Due ragazzi su una strada deserta, il motore dell’automobile si incendia, uno conosce la scorciatoia per arrivare alla loro destinazione ma si confonde e si perdono nel bosco. Andrà a vedere se la direzione è quella giusta lasciando l’amico con i bagagli. Nel silenzio della vegetazione, la tensione che è la stessa del personaggio, cresce: è l’inizio di un thriller? Di un horror? E chi sono questi due giovani? Amici? Amanti? Non sono le domande giuste, non con un regista come Christian Petzold che i generi li usa per mutarne le aspettative. Lo stesso accade in questo suo nuovo film, Il cielo brucia, Orso d’argento allo scorsa Berlinale, e in sala il 30 novembre dopo essere stato presentato in anteprima al Torino film festival.
Leon (Thomas Schubel) e Felix (Langston Uibel) sono uno scrittore e un fotografo, il primo alle prese col secondo romanzo – e soprattutto con una crisi creativa – il secondo sta preparando il suo portfolio di fotografie per l’ammissione a una scuola d’arte.
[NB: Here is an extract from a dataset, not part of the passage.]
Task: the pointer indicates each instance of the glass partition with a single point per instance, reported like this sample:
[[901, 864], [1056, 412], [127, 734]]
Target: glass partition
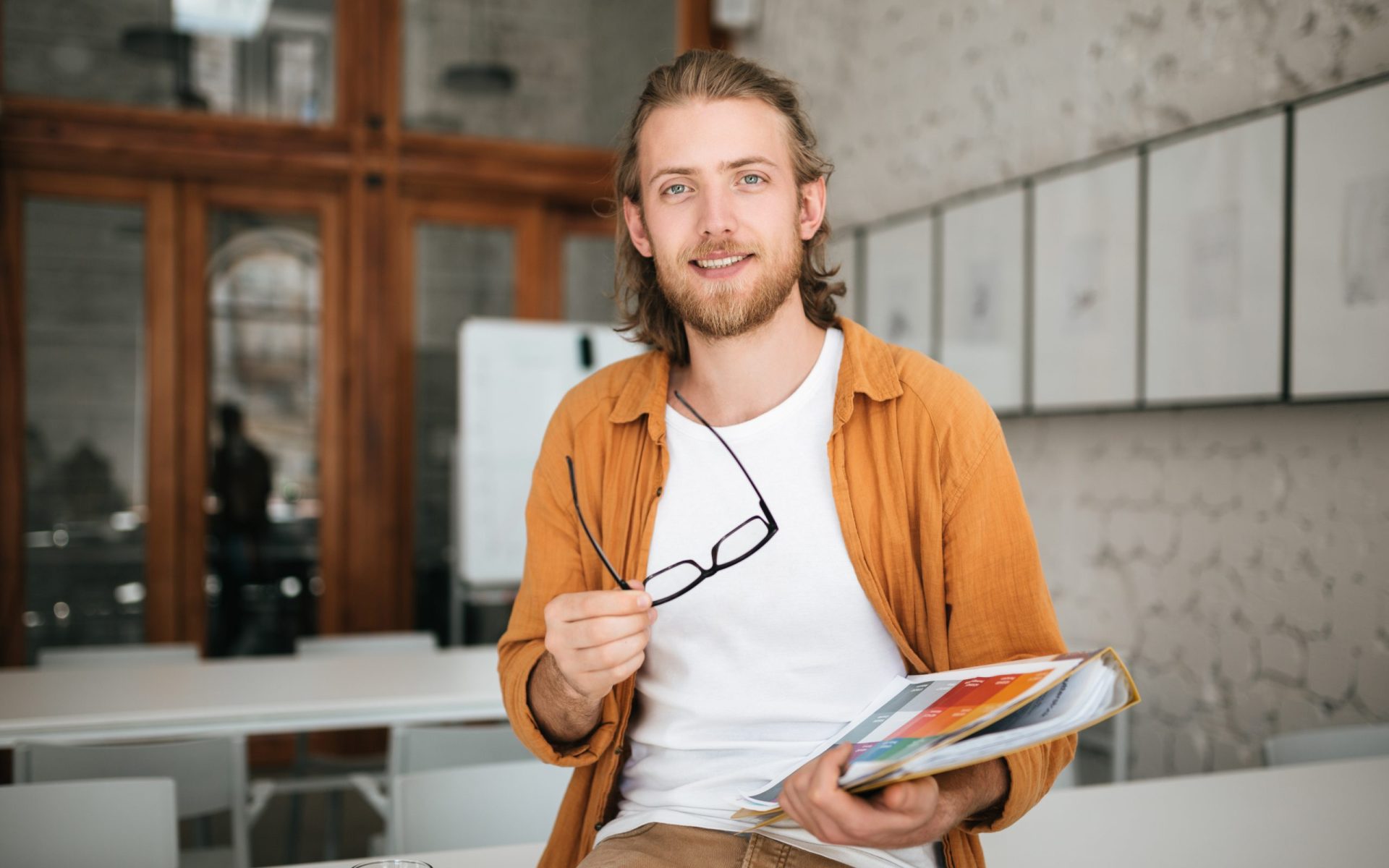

Hanno deciso di lavorare nella casa di quest’ultimo sul mar Baltico, la madre però si è dimenticata di avvisarlo che c’è anche un’altra ospite, Nadja (Paula Beer) di cui vedono le tracce ovunque: scarpe, abiti, resti di cena, le grida di piacere con l’amante la notte, il super palestrato bagnino, Devid (Enno Trebs) che presto si unirà al gruppo.
I tre entrano in sintonia, Leon invece rimane fuori: è aggressivo, polemico, noioso, sprezzante, ai suoi occhi senza che si preoccupi neppure di chiedergli nulla, sono solo un bagnino macho e la gelataia. Intorno intanto la foresta brucia, gli allarmi incendio si moltiplicano, i detriti del fuoco vagano nell’aria. E un nuovo elemento, l’editore di Leon (Matthias Brandt), arriva a scompigliare ancora questa precaria situazione emozionale.
Ne parliamo con Petzold al telefono da Torino.

Nel film si discute di arte, di letteratura ma il giovane scrittore bloccato col suo romanzo dimostra di non saper guardare gli altri, la realtà che lo circonda rimanendo impigliato nelle sue convinzioni e nei suoi pregiudizi. Possiamo dire che «Il cielo brucia» è anche una riflessione sul creazione artistica oggi?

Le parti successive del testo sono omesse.